Certainly that has been authentic in the above. Auto plants are prized not only for the jobs they create instantly, but also because they attract suppliers who create other jobs and generate sales for restaurants, builders, and other local businesses. Volkswagen has vowed to hire 2,000 rabble in Chattanooga and array $1 billion. All told the VW plant will create 11,500 jobs, including the VW employees, and boost individual income in the region by more than $500 million a year, according to one August study through means of the Center for Business Research at the University of Tennessee.
But is a VW plant still so enviable when the global auto busy vigor is going through one of its worst downturns ever? Quite possibly, yes. Although Ford (F), General Motors (GM), and Chrysler are in such dire shape that they had to petition with respect to Congress for a bailout, Volkswagen remains relatively healthy thanks to its impregnable presence in developing markets such as China, Russia, and Latin America. To be sure, VW also is feeling pain these days—sales worldwide fell 5.1% in October vs. a year earlier, to just immersing 500,000 vehicles. But that compares through a 16% plunge for the industry as a total. VW’session premium Audi unit on the same level reported a slight uptick in sales in November. (VW hasn’t yet reported November sales for the whole group.)
Intense Local LobbyingDespite the global downturn, VW’s reasons for building a U.S. body of factors may be more compelling than ever. While U.S. automakers must retool massively away from gas guzzlers, Volkswagen already has generations of actual presentation building midpriced, fuel-efficient cars for the European market, where gasoline is at least two times considered in the state of expensive as in the U.S. If Volkswagen can expand that compact-car expertise in America, it could be in a position to profit then the economy recovers. "For them this plight holds a distribute of opportunity," says Christoph Stürmer, analyst at market watcher Global Insight (IHS) in Frankfurt.

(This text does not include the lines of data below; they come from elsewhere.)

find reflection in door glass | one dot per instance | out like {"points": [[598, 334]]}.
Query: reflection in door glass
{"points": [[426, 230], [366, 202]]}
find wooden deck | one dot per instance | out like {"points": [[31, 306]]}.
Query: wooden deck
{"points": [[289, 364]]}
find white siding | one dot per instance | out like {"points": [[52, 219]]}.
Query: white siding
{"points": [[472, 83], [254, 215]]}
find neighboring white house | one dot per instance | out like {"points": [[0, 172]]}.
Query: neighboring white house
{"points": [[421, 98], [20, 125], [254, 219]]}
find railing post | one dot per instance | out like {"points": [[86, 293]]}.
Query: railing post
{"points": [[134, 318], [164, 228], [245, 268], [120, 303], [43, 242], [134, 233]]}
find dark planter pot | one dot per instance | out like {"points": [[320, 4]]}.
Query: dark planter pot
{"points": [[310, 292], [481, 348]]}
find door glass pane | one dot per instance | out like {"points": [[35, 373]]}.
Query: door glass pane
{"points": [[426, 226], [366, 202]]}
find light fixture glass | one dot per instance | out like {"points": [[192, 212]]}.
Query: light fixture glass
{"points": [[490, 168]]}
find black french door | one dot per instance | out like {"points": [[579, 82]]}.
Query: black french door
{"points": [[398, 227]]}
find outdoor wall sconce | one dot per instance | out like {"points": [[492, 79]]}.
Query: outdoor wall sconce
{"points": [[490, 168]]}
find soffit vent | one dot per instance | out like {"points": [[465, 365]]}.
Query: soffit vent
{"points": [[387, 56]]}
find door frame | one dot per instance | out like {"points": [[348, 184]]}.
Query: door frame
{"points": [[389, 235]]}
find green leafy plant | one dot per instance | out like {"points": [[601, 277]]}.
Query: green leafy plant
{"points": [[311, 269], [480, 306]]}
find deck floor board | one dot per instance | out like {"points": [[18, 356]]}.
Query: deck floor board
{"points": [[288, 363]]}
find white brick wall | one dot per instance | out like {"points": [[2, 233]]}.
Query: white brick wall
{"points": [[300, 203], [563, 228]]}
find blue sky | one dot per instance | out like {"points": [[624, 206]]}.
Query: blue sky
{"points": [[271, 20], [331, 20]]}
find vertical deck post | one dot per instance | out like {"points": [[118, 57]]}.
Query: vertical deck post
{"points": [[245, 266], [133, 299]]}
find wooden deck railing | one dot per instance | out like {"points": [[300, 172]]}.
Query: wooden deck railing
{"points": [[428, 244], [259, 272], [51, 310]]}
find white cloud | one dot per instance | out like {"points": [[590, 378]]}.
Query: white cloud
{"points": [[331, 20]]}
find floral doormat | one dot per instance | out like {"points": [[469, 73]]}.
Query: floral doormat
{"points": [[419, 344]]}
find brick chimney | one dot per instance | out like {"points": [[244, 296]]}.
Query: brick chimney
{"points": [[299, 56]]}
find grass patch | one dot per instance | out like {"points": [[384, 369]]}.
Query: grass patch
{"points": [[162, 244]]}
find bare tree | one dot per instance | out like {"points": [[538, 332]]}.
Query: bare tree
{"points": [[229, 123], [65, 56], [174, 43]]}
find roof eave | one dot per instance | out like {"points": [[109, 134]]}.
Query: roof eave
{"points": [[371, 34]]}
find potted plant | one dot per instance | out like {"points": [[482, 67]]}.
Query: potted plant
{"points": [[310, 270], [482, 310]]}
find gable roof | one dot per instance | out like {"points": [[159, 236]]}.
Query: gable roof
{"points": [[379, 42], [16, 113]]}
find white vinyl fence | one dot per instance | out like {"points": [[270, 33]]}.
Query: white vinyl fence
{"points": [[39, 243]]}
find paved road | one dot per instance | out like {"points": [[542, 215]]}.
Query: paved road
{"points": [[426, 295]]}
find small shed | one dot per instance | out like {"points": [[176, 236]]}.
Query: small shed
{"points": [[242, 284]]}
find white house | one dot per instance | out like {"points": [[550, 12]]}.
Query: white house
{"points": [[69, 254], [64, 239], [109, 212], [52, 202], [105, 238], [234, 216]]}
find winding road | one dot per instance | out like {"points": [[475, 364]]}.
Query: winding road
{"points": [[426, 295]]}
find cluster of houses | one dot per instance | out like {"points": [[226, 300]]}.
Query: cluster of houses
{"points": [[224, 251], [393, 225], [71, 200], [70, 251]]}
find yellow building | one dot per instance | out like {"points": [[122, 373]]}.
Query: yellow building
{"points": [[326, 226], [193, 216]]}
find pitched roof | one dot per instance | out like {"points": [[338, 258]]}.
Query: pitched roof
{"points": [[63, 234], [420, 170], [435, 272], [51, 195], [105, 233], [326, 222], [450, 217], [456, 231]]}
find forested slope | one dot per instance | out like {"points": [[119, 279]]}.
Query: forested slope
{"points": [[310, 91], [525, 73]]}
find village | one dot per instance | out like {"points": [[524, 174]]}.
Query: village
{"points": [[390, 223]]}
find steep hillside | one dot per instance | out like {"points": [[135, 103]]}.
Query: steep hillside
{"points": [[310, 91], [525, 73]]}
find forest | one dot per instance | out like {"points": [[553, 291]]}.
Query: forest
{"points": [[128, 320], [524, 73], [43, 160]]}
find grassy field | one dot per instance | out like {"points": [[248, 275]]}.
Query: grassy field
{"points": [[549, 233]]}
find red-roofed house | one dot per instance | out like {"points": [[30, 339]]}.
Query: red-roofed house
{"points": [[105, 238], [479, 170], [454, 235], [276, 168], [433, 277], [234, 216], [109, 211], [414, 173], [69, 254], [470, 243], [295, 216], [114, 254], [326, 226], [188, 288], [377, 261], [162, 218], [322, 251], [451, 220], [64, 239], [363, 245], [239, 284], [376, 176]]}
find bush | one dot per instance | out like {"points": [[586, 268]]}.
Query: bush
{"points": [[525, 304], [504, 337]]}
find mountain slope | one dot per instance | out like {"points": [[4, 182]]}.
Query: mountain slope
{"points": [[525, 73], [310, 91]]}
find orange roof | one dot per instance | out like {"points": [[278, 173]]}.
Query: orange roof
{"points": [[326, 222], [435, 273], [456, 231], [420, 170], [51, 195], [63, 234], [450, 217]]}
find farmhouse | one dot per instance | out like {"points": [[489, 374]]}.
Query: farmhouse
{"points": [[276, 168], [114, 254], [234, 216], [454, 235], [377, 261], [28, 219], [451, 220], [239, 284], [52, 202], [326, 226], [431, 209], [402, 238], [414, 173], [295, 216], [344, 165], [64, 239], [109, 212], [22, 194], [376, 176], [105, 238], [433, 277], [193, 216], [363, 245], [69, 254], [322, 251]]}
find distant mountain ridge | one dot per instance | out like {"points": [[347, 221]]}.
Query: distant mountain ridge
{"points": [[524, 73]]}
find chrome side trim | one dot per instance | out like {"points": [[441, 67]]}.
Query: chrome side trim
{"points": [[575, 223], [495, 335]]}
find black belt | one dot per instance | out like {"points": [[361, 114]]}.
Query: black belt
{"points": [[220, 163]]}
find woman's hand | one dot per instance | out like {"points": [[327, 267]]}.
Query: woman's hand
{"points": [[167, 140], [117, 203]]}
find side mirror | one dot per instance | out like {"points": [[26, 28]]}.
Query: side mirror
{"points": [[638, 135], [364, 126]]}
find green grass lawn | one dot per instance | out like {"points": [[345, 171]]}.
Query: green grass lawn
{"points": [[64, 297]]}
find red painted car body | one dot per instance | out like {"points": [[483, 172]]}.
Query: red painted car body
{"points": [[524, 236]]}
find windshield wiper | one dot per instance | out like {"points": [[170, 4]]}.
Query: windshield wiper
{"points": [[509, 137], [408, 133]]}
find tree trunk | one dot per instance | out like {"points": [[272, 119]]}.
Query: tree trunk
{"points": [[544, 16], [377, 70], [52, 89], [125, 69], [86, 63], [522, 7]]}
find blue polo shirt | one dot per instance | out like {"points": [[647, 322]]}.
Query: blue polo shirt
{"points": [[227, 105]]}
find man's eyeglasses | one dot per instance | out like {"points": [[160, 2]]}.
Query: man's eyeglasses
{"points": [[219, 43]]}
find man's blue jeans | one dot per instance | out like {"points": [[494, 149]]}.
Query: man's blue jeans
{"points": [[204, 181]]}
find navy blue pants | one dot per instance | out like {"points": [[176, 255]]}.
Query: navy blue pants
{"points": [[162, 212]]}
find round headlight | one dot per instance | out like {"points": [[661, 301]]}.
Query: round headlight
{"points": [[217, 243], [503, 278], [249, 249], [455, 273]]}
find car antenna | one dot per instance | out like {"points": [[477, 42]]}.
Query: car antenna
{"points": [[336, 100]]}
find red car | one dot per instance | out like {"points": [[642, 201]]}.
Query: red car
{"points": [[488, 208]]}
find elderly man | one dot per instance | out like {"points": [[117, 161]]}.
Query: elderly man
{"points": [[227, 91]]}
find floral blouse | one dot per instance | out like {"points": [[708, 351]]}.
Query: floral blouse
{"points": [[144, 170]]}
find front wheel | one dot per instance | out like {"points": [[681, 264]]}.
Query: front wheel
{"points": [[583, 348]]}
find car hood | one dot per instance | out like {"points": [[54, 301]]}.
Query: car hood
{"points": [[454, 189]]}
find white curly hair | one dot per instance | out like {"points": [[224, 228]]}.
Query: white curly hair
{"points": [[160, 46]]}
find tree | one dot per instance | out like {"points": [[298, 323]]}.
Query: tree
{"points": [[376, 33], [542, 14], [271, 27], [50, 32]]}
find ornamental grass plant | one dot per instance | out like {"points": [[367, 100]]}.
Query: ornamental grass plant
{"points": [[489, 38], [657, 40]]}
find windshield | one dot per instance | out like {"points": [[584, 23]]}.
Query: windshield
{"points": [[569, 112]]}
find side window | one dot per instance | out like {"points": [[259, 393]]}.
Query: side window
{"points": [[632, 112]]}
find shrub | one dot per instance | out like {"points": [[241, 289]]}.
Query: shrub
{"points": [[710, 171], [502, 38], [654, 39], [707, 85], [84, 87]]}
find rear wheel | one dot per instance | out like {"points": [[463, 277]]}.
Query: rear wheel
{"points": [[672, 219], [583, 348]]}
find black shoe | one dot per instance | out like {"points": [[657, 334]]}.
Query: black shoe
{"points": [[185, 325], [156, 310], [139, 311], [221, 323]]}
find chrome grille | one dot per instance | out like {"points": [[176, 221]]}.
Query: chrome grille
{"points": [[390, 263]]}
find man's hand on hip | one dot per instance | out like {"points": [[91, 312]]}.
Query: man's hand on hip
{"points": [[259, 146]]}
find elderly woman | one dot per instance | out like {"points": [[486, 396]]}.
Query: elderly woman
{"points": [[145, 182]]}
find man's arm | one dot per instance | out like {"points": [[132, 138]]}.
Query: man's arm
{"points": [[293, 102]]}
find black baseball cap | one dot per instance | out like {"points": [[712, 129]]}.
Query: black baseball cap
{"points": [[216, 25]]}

Chattanooga’session civic boosters certainly wouldn’confidentially be unsuited. They began competing for the VW found late in 2007, shortly after losing a bid to attract a new Toyota ™ plant which the Japanese carmaker instead decided to construct in Blue Springs, Miss. The city’s first personal contact through Volkswagen came in January 2008, when Trevor Hamilton, vice-president of economic development for the Chattanooga Area Chamber of Commerce met with Stefan Jacoby, president of Volkswagen Group of America, at the North American International Auto Show in Detroit. The brief meeting gave Hamilton a chance to emphasize Chattanooga’s virtues, such as good highway connections and 1,350 acres of vacant land located just 12 miles from downtown.